Judged by the latter, the Israeli dance company L-E-V’s return to Vancouver was less than a complete success.
But in terms of giddy what-the-fuck moments and extraordinary movement, House offered all the eye candy anyone could want. Book early for the troupe’s next visit. It’s that good.
House opens by needling the imagination with a solo turn from a female dancer. Clad in a shiny black cat suit, she sets the parameters for the evening: physical flexibility, choreographic unpredictability, and just a hint of kink. But her ordinary virtuosity—the kind made up of perfectly toned muscles and turn-on-a-dime speed—gives way to a far more stimulating playground of the mind once the ensemble makes its appearance.
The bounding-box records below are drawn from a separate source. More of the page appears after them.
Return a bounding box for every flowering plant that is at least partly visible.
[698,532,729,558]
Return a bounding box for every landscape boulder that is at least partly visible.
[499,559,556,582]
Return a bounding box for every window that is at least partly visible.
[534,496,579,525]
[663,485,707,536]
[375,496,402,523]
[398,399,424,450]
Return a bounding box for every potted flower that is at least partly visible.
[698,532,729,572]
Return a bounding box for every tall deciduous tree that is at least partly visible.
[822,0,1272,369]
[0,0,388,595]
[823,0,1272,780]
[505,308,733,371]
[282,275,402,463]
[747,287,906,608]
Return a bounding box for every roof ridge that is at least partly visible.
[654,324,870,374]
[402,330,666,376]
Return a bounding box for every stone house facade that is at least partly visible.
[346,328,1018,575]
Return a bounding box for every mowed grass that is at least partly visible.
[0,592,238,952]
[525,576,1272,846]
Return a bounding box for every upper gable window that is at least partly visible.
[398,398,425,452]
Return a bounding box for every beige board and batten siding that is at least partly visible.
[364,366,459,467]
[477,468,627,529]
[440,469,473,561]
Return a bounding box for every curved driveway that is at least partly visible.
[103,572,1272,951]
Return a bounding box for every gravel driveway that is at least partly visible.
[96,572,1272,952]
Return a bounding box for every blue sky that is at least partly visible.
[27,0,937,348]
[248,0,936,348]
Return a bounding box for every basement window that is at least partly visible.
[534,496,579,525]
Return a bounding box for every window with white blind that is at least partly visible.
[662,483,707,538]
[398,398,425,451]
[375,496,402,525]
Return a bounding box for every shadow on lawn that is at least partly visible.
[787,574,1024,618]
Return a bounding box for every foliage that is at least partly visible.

L-E-V’s principal choreographer, Sharon Eyal, apprenticed under Batsheva Dance’s Ohad Naharin, who calls his movement style Gaga. It’s clear that he’s not proprietary about the term, however, for dance is rarely as madly gaga as House’s initial group passage, in which several dancers, wearing flesh-tone body suits, stand square to the audience, their legs spread wide and bent at the knee so that their thighs form a horizontal line.
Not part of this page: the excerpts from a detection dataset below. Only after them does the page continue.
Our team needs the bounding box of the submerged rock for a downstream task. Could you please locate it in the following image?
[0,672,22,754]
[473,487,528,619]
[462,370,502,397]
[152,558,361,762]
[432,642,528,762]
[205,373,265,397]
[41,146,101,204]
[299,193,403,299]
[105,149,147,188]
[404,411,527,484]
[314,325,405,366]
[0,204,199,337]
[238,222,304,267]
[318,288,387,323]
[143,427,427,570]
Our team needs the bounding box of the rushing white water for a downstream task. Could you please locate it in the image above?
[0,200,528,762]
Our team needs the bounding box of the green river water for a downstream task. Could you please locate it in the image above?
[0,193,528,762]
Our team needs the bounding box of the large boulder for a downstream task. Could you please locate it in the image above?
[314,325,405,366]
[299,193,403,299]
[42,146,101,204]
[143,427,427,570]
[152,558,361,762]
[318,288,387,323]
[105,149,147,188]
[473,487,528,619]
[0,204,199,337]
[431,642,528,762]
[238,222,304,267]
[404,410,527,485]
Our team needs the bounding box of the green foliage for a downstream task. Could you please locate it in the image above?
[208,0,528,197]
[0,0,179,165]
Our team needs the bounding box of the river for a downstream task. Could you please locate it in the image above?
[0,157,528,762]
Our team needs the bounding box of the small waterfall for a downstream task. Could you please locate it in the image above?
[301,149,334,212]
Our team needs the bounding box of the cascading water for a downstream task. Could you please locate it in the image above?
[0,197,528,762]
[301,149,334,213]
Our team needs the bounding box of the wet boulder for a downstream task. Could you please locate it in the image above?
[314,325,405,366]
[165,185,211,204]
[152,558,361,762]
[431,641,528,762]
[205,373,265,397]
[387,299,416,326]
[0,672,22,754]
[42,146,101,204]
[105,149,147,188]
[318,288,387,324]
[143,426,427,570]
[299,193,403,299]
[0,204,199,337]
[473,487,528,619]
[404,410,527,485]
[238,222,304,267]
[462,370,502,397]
Their bodies look like architectural elements—structural frames for a prefab house, perhaps—and move from side to side with unsettlingly inhuman precision. Later, two of the group shift so that they’re seen from the diagonal: through some trick of the light, their thighs disappear and they become short-legged, long-torsoed midgets. The effect is utterly hallucinatory.
Avi Yona “Bambi” Bueno’s lighting design has a lot to do with House’s success. At one point, he spills a pool of light onto the floor; with the air clouded by theatrical smoke, the dancers appear to be wading in an ocean mist. Elsewhere, he illuminates the stage in moody grey-greens, like a Giorgio de Chirico painting—but with two long-limbed male dancers working en pointe, it’s a de Chirico inhabited by figures from Amedeo Modigliani’s sketchbook.
Sound designer Ori Lichtik keeps things moving nicely, for the most part, with his spare, rhythmic score, but House breaks down when he introduces an uncharacteristically banal synth-pop tune approximately 40 minutes in. Eyal succumbs to its blandishments and has the dancers shimmy and vogue as if they were in an ’80s house club. It’s oddly routine—and definitely at odds with the rest of the dance.
I’m also puzzled by her ending, in which the curtain closes on two of the male dancers, now in their own shiny fet-wear and holding their arms out as if they’ve been crucified. Back in the ’80s, this could have been seen as a reference to the AIDS crisis; now it seems gratuitous.
These incongruities aside, however, Eyal’s choreographic gifts are undeniable and L-E-V’s dancers are magnificent.